The trick was in bowling slow, tossing the ball up and letting a slow, dry and worn pitch do the dirty work. Australia A lost four middle-order wickets for 25 runs, including that of Chris Lynn for 63, and their chase seemed to have gone off the rails.
But Adam Zampa, who got the better of the India A with the ball earlier in the series, showed some spunk with the bat. He contributed 54 to a seventh-wicket partnership of 80 runs with Callum Ferguson to ensure victory.
The Australia A bowlers conceded their biggest total in the tri-series so far, yet their target was only 259. The quicks have managed to hold their lines well, and the spinners have been conscious about bowling slow, and have actually tried to turn the ball. They brought three frontline spinners on tour - Cameron Boyce helped turn the tri-series opener with 2 for 34, Zampa, a legspinner, took 4 for 49 on Friday. Today Agar coasted to 5 for 39, and it was shock impact - three wickets in 24 balls when the game had been with India A.
Mayank Agarwal had collected his second fifty-plus score in as many days. He sent the first ball of the day packing to the fine-leg boundary. He had four boundaries by the end of 10 overs and was responsible for India A's acceleration after captain Unmukt Chand fell early and Manish Pandey retired hurt after cutting his chin during a collision with Australia A wicketkeeper Matthew Wade. Agarwal had added 60 runs in 63 balls with Karun Nair, and had reached his half-century with a six and a four against Gurinder Sandhu in the 15th over.
Then Agar came on in the 19th over and changed the game. A loopy delivery pitched around the leg stump, squared Agarwal up, ripped across his poke and clipped the off stump, and the bewildered batsman walked back for 61. The follow-up was a full toss that Kedar Jadhav tamely bunted to short midwicket.
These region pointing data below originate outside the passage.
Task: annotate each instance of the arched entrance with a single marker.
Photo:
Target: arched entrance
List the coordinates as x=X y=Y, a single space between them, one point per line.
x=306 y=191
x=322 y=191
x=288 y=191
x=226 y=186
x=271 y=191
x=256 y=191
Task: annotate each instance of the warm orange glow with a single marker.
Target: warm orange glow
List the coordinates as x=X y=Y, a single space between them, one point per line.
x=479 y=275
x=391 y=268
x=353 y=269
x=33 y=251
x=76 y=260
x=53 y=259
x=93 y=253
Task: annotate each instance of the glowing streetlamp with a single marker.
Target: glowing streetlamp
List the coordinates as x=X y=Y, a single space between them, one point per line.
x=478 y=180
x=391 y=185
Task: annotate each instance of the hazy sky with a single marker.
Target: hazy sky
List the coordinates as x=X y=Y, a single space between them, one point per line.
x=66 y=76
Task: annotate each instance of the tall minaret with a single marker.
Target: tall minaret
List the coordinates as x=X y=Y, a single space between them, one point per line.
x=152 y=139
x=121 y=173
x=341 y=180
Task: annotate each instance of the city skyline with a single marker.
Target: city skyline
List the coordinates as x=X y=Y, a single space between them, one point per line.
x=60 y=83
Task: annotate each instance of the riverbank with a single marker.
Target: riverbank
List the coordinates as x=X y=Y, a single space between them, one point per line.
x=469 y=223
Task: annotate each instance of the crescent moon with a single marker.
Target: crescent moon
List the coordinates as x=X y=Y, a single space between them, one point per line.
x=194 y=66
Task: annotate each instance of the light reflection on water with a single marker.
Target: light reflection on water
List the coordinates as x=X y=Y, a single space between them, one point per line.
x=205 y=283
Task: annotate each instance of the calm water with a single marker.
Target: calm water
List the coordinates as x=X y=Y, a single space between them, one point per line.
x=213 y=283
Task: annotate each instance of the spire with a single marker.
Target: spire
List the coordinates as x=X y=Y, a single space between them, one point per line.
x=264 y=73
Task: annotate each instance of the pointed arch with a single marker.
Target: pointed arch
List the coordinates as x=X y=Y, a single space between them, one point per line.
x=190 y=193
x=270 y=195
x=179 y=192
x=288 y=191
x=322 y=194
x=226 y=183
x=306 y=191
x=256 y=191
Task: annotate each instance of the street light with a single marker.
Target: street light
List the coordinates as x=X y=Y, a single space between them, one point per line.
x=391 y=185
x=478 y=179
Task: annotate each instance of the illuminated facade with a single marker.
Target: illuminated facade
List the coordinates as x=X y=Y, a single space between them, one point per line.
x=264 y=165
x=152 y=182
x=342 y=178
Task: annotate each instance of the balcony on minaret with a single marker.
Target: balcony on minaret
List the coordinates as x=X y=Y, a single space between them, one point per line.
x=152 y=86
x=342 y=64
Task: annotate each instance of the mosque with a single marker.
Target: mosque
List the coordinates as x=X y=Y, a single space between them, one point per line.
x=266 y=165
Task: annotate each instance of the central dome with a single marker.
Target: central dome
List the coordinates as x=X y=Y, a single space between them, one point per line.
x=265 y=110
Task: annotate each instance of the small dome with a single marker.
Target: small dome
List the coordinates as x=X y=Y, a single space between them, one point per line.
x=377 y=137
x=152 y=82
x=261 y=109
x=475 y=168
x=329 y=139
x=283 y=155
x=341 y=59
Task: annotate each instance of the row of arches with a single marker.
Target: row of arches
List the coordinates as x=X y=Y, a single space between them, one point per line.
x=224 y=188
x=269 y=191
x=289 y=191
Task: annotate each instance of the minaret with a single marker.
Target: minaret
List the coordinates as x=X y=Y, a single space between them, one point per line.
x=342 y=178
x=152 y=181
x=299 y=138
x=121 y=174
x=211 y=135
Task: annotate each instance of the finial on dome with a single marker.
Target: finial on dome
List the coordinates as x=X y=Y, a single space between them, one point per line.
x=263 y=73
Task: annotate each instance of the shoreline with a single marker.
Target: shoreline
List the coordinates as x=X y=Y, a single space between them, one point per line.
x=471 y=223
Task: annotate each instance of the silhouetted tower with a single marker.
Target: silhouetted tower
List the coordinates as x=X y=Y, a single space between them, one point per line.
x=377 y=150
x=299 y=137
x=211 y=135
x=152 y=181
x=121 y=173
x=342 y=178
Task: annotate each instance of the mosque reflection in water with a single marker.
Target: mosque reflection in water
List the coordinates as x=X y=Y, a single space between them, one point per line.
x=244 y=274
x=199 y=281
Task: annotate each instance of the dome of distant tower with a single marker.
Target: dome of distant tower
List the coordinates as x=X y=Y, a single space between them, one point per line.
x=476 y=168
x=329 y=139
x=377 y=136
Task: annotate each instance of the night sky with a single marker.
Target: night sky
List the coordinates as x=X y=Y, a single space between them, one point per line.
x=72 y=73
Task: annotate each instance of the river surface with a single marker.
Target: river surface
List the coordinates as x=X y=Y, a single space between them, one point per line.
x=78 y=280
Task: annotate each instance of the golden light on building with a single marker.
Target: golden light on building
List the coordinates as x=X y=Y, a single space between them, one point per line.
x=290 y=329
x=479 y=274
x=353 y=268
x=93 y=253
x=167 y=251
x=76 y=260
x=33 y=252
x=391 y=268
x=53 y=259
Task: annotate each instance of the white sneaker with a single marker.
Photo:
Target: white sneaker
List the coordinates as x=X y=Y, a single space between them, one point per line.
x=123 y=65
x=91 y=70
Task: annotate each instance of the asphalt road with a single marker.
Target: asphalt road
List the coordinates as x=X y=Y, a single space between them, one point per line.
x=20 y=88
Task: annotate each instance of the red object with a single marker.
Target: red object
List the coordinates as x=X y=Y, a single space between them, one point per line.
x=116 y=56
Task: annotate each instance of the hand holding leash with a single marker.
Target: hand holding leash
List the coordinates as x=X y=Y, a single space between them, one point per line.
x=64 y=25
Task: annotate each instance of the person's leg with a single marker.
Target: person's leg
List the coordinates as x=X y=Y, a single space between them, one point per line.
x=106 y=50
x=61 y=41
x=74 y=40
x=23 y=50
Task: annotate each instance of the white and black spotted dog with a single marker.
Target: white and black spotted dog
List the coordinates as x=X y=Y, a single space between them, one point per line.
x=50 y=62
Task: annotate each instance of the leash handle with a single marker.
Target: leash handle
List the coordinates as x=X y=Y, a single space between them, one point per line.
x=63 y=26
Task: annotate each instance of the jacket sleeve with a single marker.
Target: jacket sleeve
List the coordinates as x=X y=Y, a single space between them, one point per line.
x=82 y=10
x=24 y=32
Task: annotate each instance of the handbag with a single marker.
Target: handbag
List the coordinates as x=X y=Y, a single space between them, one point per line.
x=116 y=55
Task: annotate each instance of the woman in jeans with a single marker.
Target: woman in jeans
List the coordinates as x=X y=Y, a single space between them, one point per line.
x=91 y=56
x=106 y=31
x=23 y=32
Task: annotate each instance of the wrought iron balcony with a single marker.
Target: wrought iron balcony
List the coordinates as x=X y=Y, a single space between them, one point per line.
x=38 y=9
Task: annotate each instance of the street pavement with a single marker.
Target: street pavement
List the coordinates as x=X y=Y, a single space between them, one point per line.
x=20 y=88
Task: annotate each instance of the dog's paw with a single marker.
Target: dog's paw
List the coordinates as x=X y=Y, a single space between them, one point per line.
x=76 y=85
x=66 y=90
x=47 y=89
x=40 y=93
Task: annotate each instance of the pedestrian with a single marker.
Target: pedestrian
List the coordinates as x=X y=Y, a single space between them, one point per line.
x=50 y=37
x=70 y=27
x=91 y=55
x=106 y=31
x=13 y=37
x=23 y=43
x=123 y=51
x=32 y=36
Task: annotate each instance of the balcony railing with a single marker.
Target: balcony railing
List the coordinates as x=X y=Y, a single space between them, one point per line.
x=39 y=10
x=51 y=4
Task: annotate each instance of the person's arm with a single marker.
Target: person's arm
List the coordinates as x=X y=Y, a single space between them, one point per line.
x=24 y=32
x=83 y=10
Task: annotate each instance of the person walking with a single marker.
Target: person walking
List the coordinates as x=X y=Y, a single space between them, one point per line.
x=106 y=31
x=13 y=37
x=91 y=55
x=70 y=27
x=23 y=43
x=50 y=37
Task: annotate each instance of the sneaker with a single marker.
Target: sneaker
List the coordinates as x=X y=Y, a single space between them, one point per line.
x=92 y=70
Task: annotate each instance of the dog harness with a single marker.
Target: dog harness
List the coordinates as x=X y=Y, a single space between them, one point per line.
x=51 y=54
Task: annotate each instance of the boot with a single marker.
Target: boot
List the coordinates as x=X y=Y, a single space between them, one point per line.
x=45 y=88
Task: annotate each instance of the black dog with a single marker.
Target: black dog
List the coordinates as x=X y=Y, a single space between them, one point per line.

Sanju Samson and Axar Patel played ill-advised sweep shots and offered a couple more dollies. Agar bagged his fifth and India A had slumped from 98 for 1 to 161 for 6.
Pandey, who had walked out again in the 33rd over, cruised to a half-century off 36 balls. India A squeezed out 72 runs in the final 10 overs to put up a competitive score.
Australia A, however, whisked back the lost momentum as Travis Head, opening in place of the rested Joe Burns, cracked 45 off 43 balls. They cruised to a fifty off only 32 balls and that allowed Lynn the time he needed to get settled. A similarly aggressive innings from Zampa - his second List A fifty included seven fours and a six - helped Ferguson hold firm at the other end. Ferguson ended up unbeaten with 45 off 63 balls and hit the winning boundary.